この世界でいったい誰を信じれば良いのか、漠然とした不安が胸中に宿る。
しかしその不安とは裏腹に、アルドラークでの日々は多少の不穏さも残しつつ、不気味なほど穏やかに過ぎ去っていったのだった。
◆
「学園長、こちらです」
夜闇の中、ネフラ・アスクタートの低い声が学園地下の石室に響く。
彼に誘導されて「うむ」と頷いた学園長メルクラニ・ユスティカトルは、その惨状を目の当たりにして低く唸った。石室の中が手あたり次第に荒らされていたのである。
「警備の者は?」
メルクラニが問うと、アスクタートは「全員眠らされておりました。おそらくは、
「魔人か……」
メルクラニの呟きに、更にアスクタートは言葉を付け加える。
「それも相当の、です。この者たちは特に選りすぐった精鋭……第五階梯級程度であれば、ここまで鮮やかに制圧されますまい」
その意味するところをよく知るメルクラニは、どこを見ているのかよくわからない瞳をより一層細めて続けた。

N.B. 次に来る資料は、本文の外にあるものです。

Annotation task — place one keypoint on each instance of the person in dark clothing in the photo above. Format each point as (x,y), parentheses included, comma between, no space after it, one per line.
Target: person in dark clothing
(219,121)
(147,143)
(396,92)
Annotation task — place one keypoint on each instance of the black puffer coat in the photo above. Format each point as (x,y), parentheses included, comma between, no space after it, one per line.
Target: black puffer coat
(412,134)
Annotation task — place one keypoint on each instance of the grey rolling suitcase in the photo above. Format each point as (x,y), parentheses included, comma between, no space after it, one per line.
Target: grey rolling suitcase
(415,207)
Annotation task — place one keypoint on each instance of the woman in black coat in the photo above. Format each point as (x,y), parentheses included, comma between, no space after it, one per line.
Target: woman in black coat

「…‥敵は第六階梯級か。今、クーディレリカ内に該当者は何人いる?」
「公式では私を含めて三名。しかし、
「それは……ちと厄介じゃの。それで、賊の目的は? 何を盗られた?」
メルクラニの問いに、アスクタートは少しばかり逡巡し、そして答える。
「それが……何も取られておりません」
「何も? 何もされておらぬと?」
「はい。賊は学園の地下へ侵入したものの、何も取らずそのまま逃走したようです。目録と照らし合わせましたが、何一つとして被害はありません」
思いがけない回答に、メルクラニはううむ、と唸りを上げた。顎を撫で、「ますます厄介じゃの。目的がわからんとは」と辺りを見渡す。
これだけあらゆるところを引っ掻き回されているというのに、何一つ奪われていないのだという。それが事実なら、別の目的があるということだ。そしてそれは、アスクタートも同じ結論に至ったようだった。
「何かを探している、と言うことでしょうか」
「或いは、既にそれを見つけたか、じゃな。何らかの理由で持ち出せなかったともとれる」
「……如何いたしますか、学園長」
「この件、一旦ワシが預かる。くれぐれも口外せぬようにな。嫌な予感がする……まずはこちらで探ってみよう」
「承知致しました」
「杞憂で終われば良いのじゃが……わしの悪い予感は昔からよく当たるからの」
今夜の月には青い光のオーロラがかかっていた。まるでドレスをまとったような月夜は、今日も静かに更けていく。